I am training an NER model to detect birthdays. Given the text
Napoleon was born on August 15, 1769.
He became emperor on May 18, 1804.
He died on May 5, 1821.
It should mark only the span “August 15, 1769” as BIRTHDAY
.
I am generating a synthetic corpus, so I have many examples of text containing dates that both are and aren’t birthdays. I know the character spans of the dates for both the positive and negative examples. How should I train the model?
I’m not sure if I should use Prodigy or spaCy. (I don’t need to play with hyperparameters right away, so Prodigy is fine if that’s easier.) I figure I’ll use either the prodigy ner.batch-train
or spacy train
commands. I assume it would be good to incorporate both positive and negative examples. I also assume if I choose a format that requires that I put in a confidence score, I should say 1.0
because I’m entirely confident of my gold examples.
Can you give an example of what the JSON format for these three examples would be, and which tool I should use to train it?

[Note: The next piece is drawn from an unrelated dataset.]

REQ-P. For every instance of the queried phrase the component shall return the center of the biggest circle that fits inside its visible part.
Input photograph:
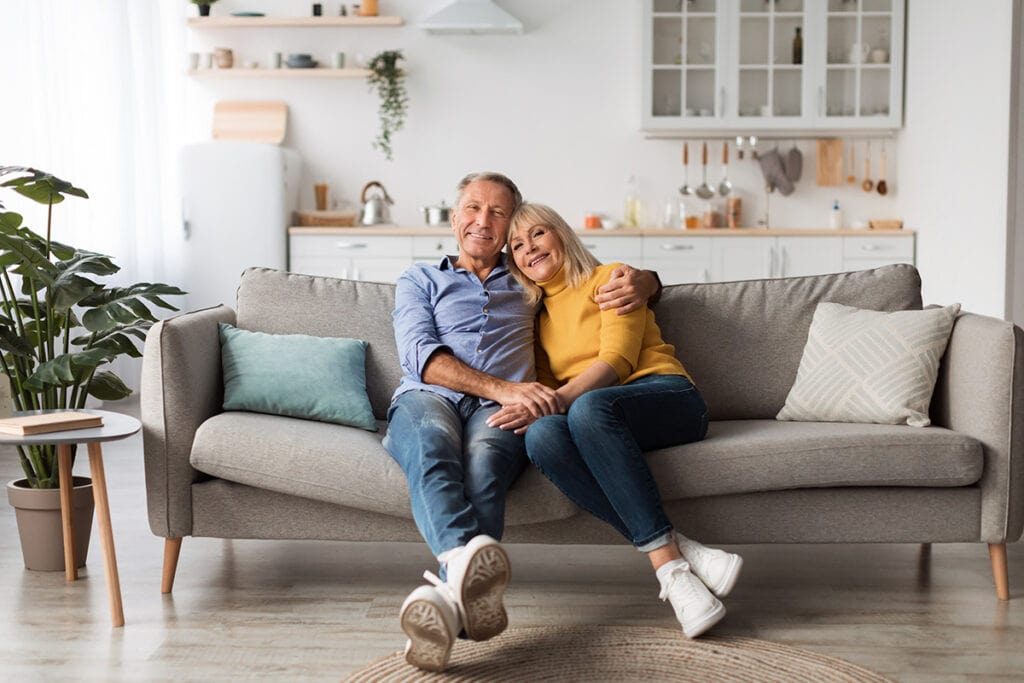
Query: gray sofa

Additional question: in order to avoid the catastrophic forgetting problem I plan on running my generated text through the standard spaCy English model and adding the named entity spans that it finds. It will label my birthday spans as DATE
entities. Can I leave the DATE
span annotations in for mentions that I also want to label BIRTHDAY
or do I have to remove them? I don’t know what your span collision logic is.